Gilberto Gil completou 78 anos de idade, nessa sexta-feira, e o Chico Buarque lhe fez uma linda homenagem em forma de vídeo. Ele, Chico, reuniu um grande grupo de artistas e todos cantaram Anda com Fé, música que o Gil compôs nos anos 80. “Andar com fé eu vou, que a fé não costuma faiá”.
Participaram, entre tantos, o próprio Chico, as filhas do Gil, Caetano Veloso, Zeca Pagodinho e até o americano Stevie Wonder, que mandou um “Happy Birthday to you” em uma belíssima voz feita de metal e mel.
Contei sobre o vídeo no Timeline, da Gaúcha, e o nosso mago da técnica, o Augusto Silveira, botou para rodar Drão. Nem ouvi mais o que o Potter e a Kelly falavam, o som do Gil me mesmerizou, me fez flutuar.

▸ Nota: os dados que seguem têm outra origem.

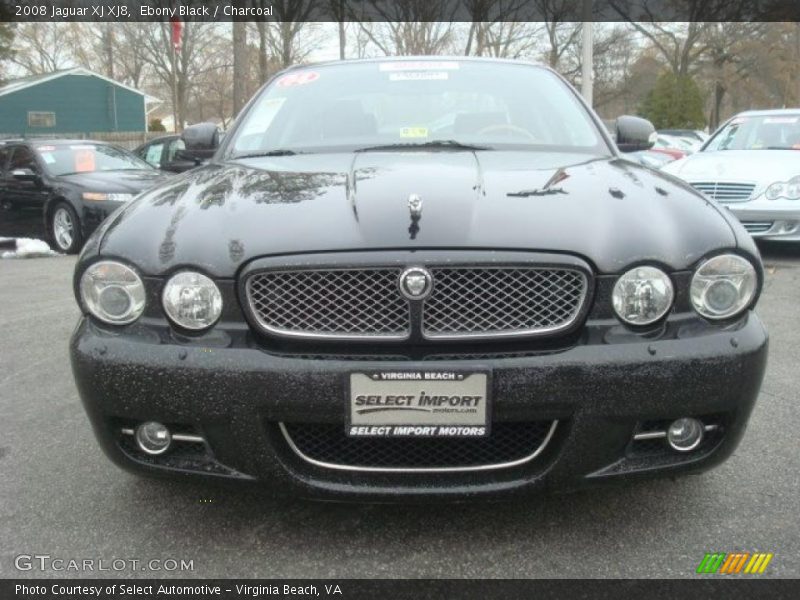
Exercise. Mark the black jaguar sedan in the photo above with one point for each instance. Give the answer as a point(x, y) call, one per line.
point(75, 183)
point(419, 278)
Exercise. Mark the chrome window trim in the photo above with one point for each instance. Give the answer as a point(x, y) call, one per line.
point(356, 468)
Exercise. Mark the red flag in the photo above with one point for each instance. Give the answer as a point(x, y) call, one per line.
point(177, 29)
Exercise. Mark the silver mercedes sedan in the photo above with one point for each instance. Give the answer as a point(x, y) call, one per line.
point(751, 165)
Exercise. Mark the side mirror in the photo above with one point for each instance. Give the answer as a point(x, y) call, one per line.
point(634, 134)
point(201, 140)
point(25, 175)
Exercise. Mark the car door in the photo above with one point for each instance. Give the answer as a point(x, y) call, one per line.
point(20, 191)
point(4, 152)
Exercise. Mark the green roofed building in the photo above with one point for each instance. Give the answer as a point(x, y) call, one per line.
point(72, 101)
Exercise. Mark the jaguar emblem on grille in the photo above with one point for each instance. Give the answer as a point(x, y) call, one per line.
point(416, 283)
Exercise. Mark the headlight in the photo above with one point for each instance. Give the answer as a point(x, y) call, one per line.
point(112, 292)
point(99, 197)
point(643, 295)
point(784, 189)
point(192, 300)
point(723, 286)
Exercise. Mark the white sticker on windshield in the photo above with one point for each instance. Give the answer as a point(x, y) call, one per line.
point(419, 76)
point(420, 65)
point(262, 116)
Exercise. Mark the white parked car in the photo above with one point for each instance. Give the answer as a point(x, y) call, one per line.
point(752, 166)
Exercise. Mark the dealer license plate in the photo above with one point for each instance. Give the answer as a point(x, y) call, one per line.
point(418, 404)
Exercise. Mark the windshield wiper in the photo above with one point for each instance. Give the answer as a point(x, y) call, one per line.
point(432, 145)
point(279, 152)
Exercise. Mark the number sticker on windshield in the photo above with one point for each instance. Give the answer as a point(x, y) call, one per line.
point(301, 78)
point(419, 76)
point(420, 65)
point(414, 132)
point(84, 161)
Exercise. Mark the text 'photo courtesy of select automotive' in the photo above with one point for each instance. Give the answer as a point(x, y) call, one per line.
point(361, 298)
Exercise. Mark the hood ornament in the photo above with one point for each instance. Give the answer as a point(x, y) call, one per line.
point(415, 206)
point(416, 283)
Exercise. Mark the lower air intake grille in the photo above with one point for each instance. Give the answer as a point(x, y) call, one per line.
point(725, 191)
point(757, 226)
point(509, 444)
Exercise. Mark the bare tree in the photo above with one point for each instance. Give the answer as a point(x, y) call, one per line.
point(498, 28)
point(240, 65)
point(406, 28)
point(42, 47)
point(185, 64)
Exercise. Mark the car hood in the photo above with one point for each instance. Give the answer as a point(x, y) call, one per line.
point(761, 167)
point(131, 182)
point(609, 211)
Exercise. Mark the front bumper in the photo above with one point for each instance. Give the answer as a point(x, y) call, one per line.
point(774, 220)
point(602, 389)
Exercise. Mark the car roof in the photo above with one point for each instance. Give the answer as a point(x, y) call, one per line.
point(769, 112)
point(419, 58)
point(52, 142)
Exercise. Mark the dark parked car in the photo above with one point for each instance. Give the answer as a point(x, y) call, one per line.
point(166, 153)
point(344, 306)
point(75, 183)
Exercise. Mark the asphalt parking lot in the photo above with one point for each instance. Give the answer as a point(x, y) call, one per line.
point(59, 495)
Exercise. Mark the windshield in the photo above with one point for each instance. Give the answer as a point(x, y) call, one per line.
point(776, 132)
point(64, 159)
point(359, 106)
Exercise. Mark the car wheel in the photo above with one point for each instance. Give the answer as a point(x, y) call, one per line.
point(65, 228)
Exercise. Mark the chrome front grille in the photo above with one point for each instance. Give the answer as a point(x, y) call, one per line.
point(725, 191)
point(337, 303)
point(494, 301)
point(757, 226)
point(465, 302)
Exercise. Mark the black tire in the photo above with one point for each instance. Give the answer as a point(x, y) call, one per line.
point(65, 228)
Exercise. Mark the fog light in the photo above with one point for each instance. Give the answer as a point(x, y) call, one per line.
point(153, 438)
point(685, 434)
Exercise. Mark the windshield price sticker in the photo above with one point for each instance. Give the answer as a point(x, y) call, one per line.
point(422, 65)
point(419, 76)
point(301, 78)
point(418, 404)
point(414, 132)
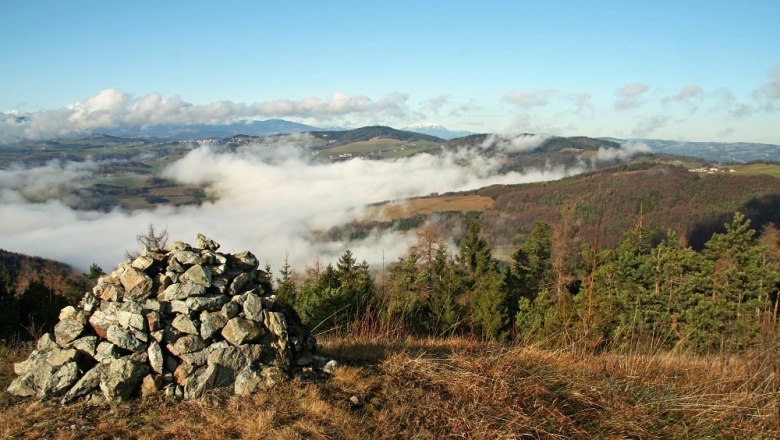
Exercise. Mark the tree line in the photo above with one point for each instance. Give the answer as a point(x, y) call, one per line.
point(648, 291)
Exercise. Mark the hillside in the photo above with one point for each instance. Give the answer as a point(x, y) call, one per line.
point(608, 201)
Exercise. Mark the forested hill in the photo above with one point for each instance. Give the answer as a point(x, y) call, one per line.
point(610, 201)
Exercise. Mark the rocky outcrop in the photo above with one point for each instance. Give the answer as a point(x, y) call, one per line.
point(182, 321)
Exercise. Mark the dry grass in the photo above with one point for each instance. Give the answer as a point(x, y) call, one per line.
point(445, 388)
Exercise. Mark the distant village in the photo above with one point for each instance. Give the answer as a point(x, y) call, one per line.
point(711, 170)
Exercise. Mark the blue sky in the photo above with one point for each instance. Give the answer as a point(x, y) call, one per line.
point(688, 70)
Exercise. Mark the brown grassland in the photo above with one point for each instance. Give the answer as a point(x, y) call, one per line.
point(444, 388)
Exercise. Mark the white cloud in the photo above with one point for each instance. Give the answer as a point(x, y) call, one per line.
point(535, 98)
point(514, 143)
point(112, 108)
point(271, 201)
point(630, 95)
point(625, 152)
point(685, 94)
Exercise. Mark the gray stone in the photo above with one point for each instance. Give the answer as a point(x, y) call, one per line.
point(125, 338)
point(211, 302)
point(59, 357)
point(86, 345)
point(175, 268)
point(219, 283)
point(55, 381)
point(204, 242)
point(180, 291)
point(68, 330)
point(196, 358)
point(241, 331)
point(198, 275)
point(113, 293)
point(122, 378)
point(233, 358)
point(239, 283)
point(154, 321)
point(150, 385)
point(248, 382)
point(182, 372)
point(231, 309)
point(186, 258)
point(137, 284)
point(101, 321)
point(156, 358)
point(245, 261)
point(184, 324)
point(142, 262)
point(106, 352)
point(179, 306)
point(46, 343)
point(23, 385)
point(131, 320)
point(273, 376)
point(253, 307)
point(200, 381)
point(211, 323)
point(187, 344)
point(88, 383)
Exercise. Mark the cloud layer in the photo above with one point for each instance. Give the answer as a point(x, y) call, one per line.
point(112, 108)
point(271, 200)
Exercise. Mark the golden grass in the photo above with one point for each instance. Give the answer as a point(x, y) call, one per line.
point(427, 388)
point(429, 205)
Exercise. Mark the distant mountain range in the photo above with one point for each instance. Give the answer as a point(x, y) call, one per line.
point(722, 152)
point(438, 131)
point(205, 131)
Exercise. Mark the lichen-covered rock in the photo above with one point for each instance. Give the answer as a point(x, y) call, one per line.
point(240, 331)
point(181, 321)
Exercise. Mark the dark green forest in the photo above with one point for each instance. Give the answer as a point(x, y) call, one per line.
point(648, 291)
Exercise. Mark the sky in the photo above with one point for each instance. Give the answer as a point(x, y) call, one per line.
point(690, 70)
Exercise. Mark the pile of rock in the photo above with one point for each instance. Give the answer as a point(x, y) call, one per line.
point(181, 321)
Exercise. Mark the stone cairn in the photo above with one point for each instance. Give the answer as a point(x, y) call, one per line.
point(180, 321)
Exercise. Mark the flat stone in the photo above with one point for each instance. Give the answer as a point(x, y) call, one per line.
point(137, 284)
point(88, 383)
point(59, 357)
point(186, 258)
point(204, 242)
point(156, 358)
point(241, 331)
point(154, 321)
point(231, 309)
point(245, 261)
point(238, 284)
point(122, 378)
point(181, 291)
point(211, 302)
point(151, 384)
point(46, 343)
point(56, 381)
point(125, 338)
point(211, 323)
point(69, 329)
point(131, 320)
point(253, 307)
point(187, 344)
point(106, 352)
point(197, 274)
point(142, 262)
point(184, 324)
point(200, 381)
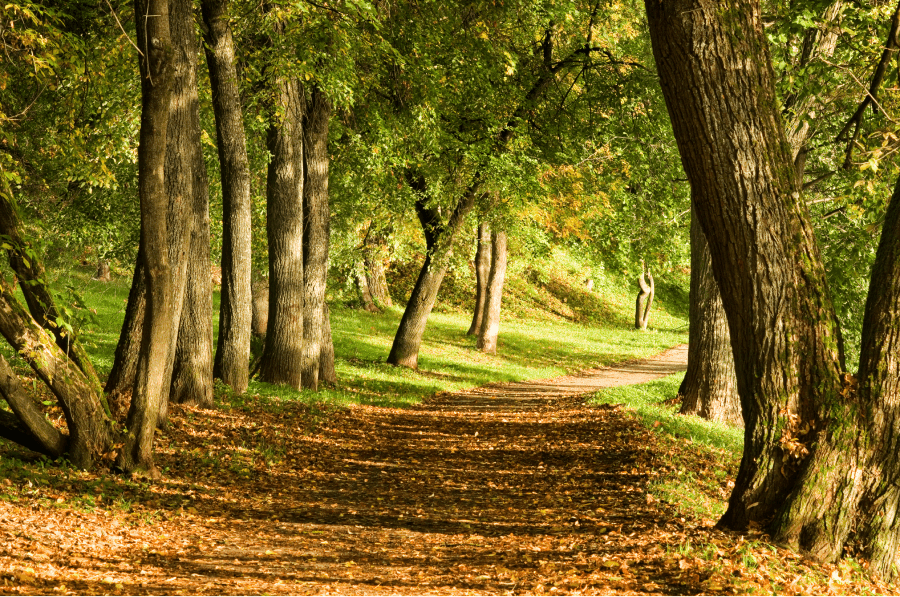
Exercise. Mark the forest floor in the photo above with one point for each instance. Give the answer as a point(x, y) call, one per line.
point(516, 488)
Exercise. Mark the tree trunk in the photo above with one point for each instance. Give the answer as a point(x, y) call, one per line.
point(362, 289)
point(232, 360)
point(120, 383)
point(30, 272)
point(327, 373)
point(439, 237)
point(642, 310)
point(91, 433)
point(374, 252)
point(315, 233)
point(709, 389)
point(39, 434)
point(282, 355)
point(490, 321)
point(157, 78)
point(879, 396)
point(192, 373)
point(482, 271)
point(806, 462)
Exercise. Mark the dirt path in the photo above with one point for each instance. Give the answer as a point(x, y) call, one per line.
point(510, 489)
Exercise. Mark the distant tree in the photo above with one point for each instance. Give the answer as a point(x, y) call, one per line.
point(482, 271)
point(490, 320)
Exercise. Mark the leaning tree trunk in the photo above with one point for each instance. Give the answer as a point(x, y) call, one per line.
point(709, 389)
point(120, 382)
point(644, 301)
point(482, 271)
point(157, 77)
point(315, 234)
point(232, 360)
point(30, 272)
point(91, 432)
point(282, 354)
point(439, 237)
point(805, 461)
point(192, 373)
point(490, 320)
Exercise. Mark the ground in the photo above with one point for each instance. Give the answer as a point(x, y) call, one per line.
point(521, 488)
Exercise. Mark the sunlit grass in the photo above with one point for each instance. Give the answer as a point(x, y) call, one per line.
point(538, 339)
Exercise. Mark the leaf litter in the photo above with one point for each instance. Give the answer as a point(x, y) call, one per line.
point(510, 489)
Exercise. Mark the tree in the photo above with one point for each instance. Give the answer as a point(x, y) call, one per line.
point(157, 80)
point(709, 389)
point(490, 320)
point(232, 359)
point(818, 458)
point(316, 214)
point(482, 271)
point(282, 355)
point(192, 369)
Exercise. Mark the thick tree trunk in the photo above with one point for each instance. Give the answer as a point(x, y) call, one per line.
point(805, 463)
point(157, 78)
point(91, 433)
point(192, 373)
point(316, 214)
point(490, 321)
point(644, 301)
point(232, 360)
point(482, 271)
point(282, 355)
point(439, 237)
point(709, 389)
point(374, 253)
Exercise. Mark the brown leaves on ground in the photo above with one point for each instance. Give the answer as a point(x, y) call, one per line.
point(487, 493)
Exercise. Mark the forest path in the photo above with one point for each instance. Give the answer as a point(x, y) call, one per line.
point(517, 488)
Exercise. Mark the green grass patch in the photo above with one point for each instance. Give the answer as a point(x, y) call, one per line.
point(698, 458)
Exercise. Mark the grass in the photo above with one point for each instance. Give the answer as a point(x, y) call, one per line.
point(552, 325)
point(698, 458)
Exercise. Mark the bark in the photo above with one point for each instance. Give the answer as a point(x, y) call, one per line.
point(644, 301)
point(709, 389)
point(282, 355)
point(806, 462)
point(482, 271)
point(232, 360)
point(40, 435)
point(327, 373)
point(879, 396)
point(192, 373)
point(91, 433)
point(374, 251)
point(260, 312)
point(30, 273)
point(490, 320)
point(439, 238)
point(316, 214)
point(157, 78)
point(362, 288)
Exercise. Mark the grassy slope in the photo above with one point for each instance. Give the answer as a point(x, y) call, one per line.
point(551, 325)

Essa Drão é uma obra-prima da música brasileira. Não só por sua beleza, mas por seu significado. Gil a compôs para sua primeira mulher, Sandra, quando eles estavam se separando. Drão era o apelido dela, porque Maria Bethania a chamava de “Sandrão”.
Gil fez um poema delicado para falar de um momento duro. Gil besuntou com doçura a amargura da separação. Comparou o amor dos dois com uma semente, que tem de ser enterrada para nascer e tornar-se uma planta robusta e fecunda:
"Drão, o amor da gente é como um grão
Uma semente de ilusão
Tem que morrer pra germinar."
Só por esse poema já mereceria todas as homenagens, o Gilberto Gil, mas ele produziu muito mais. Além disso, trata-se de uma pessoa afável, amorosa, obviamente boa. Seu maior amigo, Caetano Veloso, é mais agressivo, às vezes o Caetano se irrita e morde. Eu, se pudesse, queria ser como o Gil, mas sei que sou mais como o Caetano.
Aliás, tenho visto os vídeos do Caetano no Instagram. São engraçados. Quem grava é a mulher dele, Paula Lavigne, que nunca aparece, só faz perguntas ou narra o que está acontecendo. Ela é ótima nisso, porque é meio irônica, não leva a coisa muito a sério, ela provoca o Caetano e, vez em quando, caçoa dele. Caetano em geral está sentado em um sofá amarelo, não raro de pijama e chinelos. A Paula atira-lhe umas gozações, como se fosse uma rede de pescar, e ele se deixa capturar, responde com uma inocência e uma solicitude admiráveis. Outro dia ela contou que, nesse tempo de confinamento, o Caetano se distrai comendo paçoquinha. Ele adora paçoquinha. Aí o Caetano está lá, comendo paçoca no seu sofá amarelo e ela vem com o celular, brincando:
“Olha o Seu Paçoca...”
O Caetano parece incomodado no começo, mas não se abala, continua comendo a sua paçoca e respondendo às perguntas da Paula.
São as coisas boas da pandemia, isso de as pessoas que a gente aprecia à distância exporem um pouco de suas intimidades. Passei a gostar mais do Caetano, depois de assistir aos vídeos da Paula. Ao vê-lo assim, terno e pacífico, no recôndito do lar, ele me pareceu ser menos o Caetano que eu supunha conhecer e mais o Gil que existe na minha imaginação. Gilberto Gil, esse homem amável, capaz de assumir de público seus erros, com fez em seu doce Drão:
“Os pecados são todos meus, Deus sabe a minha confissão”, ele admitiu na música, e acrescentou: “Não há o que perdoar, por isso mesmo é que há de haver mais compaixão”.
Mas o melhor é o fechamento da poesia, que dá o sentido ao que quer dizer o Gil: que os amores verdadeiros não morrem, eles se transformam:
“Quem poderá fazer
Aquele amor morrer
Se o amor é como um grão
Morre, nasce trigo
Vive, morre pão”.
Bonito. Bem que eu queria ser mais Gil.